The Rose Hall and Skeldon Sugar Estates which were closed by the former administration will be able to produce sugar at the end of next year and the first crop of 2022.
This was related to Minister of Agriculture, Zulfikar Mustapha and the Indian High Commissioner to Guyana, Dr. K.J. Srinivasa during a visit to the estates on Saturday.
The Government of Guyana is seeking India’s help to reopen the sugar estates.
According to the Department of Public Information (DPI), the officials also visited the Blairmont sugar estate.
During the visits, Minister Mustapha revealed he has formally written Dr.
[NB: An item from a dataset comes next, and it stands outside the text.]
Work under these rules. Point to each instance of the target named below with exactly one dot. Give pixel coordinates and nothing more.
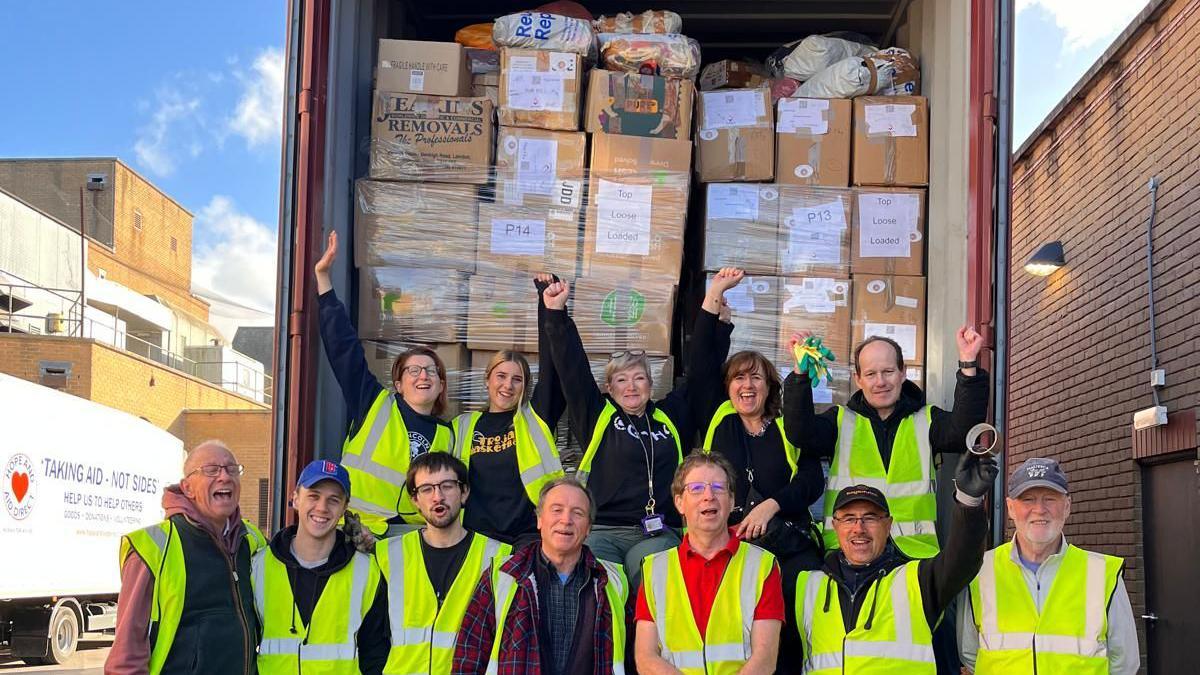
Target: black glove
(976, 473)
Srinivasa and, once approved, the Guyana Sugar Corporation (GuySuCo) will have experts to assist at the factory level and crop cultivation.
“He [the High Commissioner] is very inclined in doing it, but we have to wait and see the results for those proposed requests that we have made,” the Minister added.
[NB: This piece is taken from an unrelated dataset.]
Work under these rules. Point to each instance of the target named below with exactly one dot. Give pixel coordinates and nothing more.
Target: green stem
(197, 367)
The Agriculture Ministry is also exploring public-private partnerships to create a modern, diversified industry.
“We have already published in the newspaper Expressions of Interests for these estates. So, hopefully we can have the Private Sector coming on board,” the Minister said. He added that he was heartened following a meeting with the Private Sector Commission and the Georgetown Chamber of Commerce at which they expressed interest in investing in GuySuCo.
Minster Mustapha explained that the operating estates are only working at 40-60 per cent capacity, due to mismanagement and the implementation of poor policies.
However, Government has already set aside $5 billion for the reviving of the sugar industry by injecting capital into those estates still operating and investing into those that were closed. It has also installed new management, led by Acting Chairman, Mr. Sasenarine Singh, to maximise the industry’s potential.
“As a result of that we are seeing work commenced rapidly in those estates that we plan to reopen and GuySuCo has started to re-hire workers. At Rose Hall they have hired over 125 workers already. At Skeldon here I have just been informed by Mr. Vishnu Panday that he has employed more than 100 workers and by the end of this year, he will employ within 200-300 more workers, to prepare the cultivation,” Minister Mustapha said.
GuySuCo has already started cultivation at estates including Skeldon and Rose Hall. The Minister is also engaging cane farmers who formerly produced 32 per cent of the crop used by GuySuCo. Those farmers are expected to get financial aid to restart their production.
In addition, the packaging plant at Enmore and Blairmont Estates are up and running.
Minister Mustapha said the current goal is to break even in production profits as the estate begins to revamp and then to see more profitable gains when the estate reaches full potential.
“I’m extremely happy that the commitments that we have made in our manifesto [are] now being realised slowly here,” the Minister said.